Sujet : Re: Cost of handling misaligned access
De : anton (at) *nospam* mips.complang.tuwien.ac.at (Anton Ertl)
Groupes : comp.archDate : 04. Feb 2025, 11:09:09
Autres entêtes
Organisation : Institut fuer Computersprachen, Technische Universitaet Wien
Message-ID : <2025Feb4.110909@mips.complang.tuwien.ac.at>
References : 1 2 3 4 5 6
User-Agent : xrn 10.11
Thomas Koenig <
tkoenig@netcologne.de> writes:
Anton Ertl <anton@mips.complang.tuwien.ac.at> schrieb:
[fedora-starfive:/tmp:111378] cat x.c
#include <string.h>
>
long uload(long *p)
{
long x;
memcpy(&x,p,sizeof(long));
return x;
}
[fedora-starfive:/tmp:111379] gcc -O -S x.c
[fedora-starfive:/tmp:111380] cat x.s
.file "x.c"
.option nopic
.text
.align 1
.globl uload
.type uload, @function
uload:
addi sp,sp,-16
lbu t1,0(a0)
>
[...]
>
With RISC-V, nobody ever knows what architecture he is compiling for...
The compiler knew very well that it was generating code for RV64GC,
and I knew that too.
And in this particular case the exact variant does not matter. RISC-V
is generally specified to support unaligned accesses, see below.
Did you tell gcc specifically that unsigned access was supported in
the architecture you were using?
What specific option would that be, and why would I want to look it up
and tell that to gcc? After all, that's specified in the RISC-V
specification.
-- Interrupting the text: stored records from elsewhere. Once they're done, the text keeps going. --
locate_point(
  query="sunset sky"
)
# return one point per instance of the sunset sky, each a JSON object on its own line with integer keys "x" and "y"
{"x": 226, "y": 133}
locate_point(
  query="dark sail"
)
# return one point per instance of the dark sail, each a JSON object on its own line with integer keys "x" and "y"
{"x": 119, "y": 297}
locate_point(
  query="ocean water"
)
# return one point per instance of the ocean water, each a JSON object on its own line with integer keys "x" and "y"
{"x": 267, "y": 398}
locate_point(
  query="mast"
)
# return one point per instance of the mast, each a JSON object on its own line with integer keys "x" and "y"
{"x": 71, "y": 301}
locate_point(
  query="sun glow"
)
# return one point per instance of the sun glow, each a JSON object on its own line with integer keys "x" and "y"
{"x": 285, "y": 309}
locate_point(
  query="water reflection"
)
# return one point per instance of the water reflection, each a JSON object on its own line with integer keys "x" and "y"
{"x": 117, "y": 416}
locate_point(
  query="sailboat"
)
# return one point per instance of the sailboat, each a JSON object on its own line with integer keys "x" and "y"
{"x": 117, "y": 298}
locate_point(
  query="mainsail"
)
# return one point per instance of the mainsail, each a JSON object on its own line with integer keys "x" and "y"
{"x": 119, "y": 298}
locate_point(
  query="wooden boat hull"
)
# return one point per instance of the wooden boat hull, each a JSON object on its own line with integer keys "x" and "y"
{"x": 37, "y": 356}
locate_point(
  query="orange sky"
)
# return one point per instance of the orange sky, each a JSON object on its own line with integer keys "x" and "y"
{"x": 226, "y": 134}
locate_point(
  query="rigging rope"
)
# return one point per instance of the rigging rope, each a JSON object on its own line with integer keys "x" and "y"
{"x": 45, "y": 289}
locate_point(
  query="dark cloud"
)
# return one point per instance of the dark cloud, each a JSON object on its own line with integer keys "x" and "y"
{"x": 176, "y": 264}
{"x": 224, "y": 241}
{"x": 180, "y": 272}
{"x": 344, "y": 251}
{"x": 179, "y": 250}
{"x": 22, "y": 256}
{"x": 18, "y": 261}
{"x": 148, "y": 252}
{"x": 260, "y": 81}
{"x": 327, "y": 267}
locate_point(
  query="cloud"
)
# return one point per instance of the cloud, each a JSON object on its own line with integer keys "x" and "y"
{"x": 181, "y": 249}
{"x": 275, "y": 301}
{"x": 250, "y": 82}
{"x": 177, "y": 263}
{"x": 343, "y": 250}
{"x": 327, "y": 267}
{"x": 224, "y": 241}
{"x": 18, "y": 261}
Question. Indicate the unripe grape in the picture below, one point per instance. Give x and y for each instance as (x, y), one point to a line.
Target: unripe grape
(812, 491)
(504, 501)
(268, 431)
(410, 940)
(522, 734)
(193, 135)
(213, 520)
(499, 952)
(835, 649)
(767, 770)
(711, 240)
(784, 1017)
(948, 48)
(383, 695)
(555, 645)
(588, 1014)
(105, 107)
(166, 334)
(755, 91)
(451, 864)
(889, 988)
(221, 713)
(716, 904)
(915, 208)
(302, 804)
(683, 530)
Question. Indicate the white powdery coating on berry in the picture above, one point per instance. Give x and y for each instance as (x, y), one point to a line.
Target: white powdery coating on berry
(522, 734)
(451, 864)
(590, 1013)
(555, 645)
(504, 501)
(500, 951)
Even a very old one
<
https://www2.eecs.berkeley.edu/Pubs/TechRpts/2011/EECS-2011-62.pdf>
says:
|The base ISA supports misaligned accesses
It continues
|but these might run extremely slowly depending on the implementation.
but that does not change the architecture (and you referred to the
architecture).
It's also true of other architectures, and not just in theory, but
also in practice <
http://al.howardknight.net/?ID=143135464800>
<
https://www.complang.tuwien.ac.at/anton/unaligned-stores/>; should I
check for such an option for every architecture?
But even assuming that I want to generate code tuned for RISC-V
implementations where unaligned accesses are implemented so slowly
that I would prefer that code containing only aligned accesses is
generated, I would expect a compiler for which the memcpy workaround
is recommended (such as gcc) to do better, much better than gcc
actually does, e.g., something along the lines of:
uload:
addi a5,a0,7
andi a4,a0,-8
andi a5,a5,-8
ld a2,0(a5)
ld a3,0(a4)
neg a4,a0
andi a4,a4,7
andi a0,a0,7
slliw a4,a4,3
slliw a5,a0,3
sll a5,a3,a5
sra a0,a2,a4
or a0,a0,a5
ret
Fewer instructions, and also a better distribution between various
functional units.
IIRC it's only three instructions on MIPS and five instructions on
Alpha, but they have special instructions for this case, because they
were designed for it, whereas RISC-V was designed to have unaligned
accesses.
- anton
-- 'Anyone trying for "industrial quality" ISA should avoid undefined behavior.' Mitch Alsup, <c17fcd89-f024-40e7-a594-88a85ac10d20o@googlegroups.com>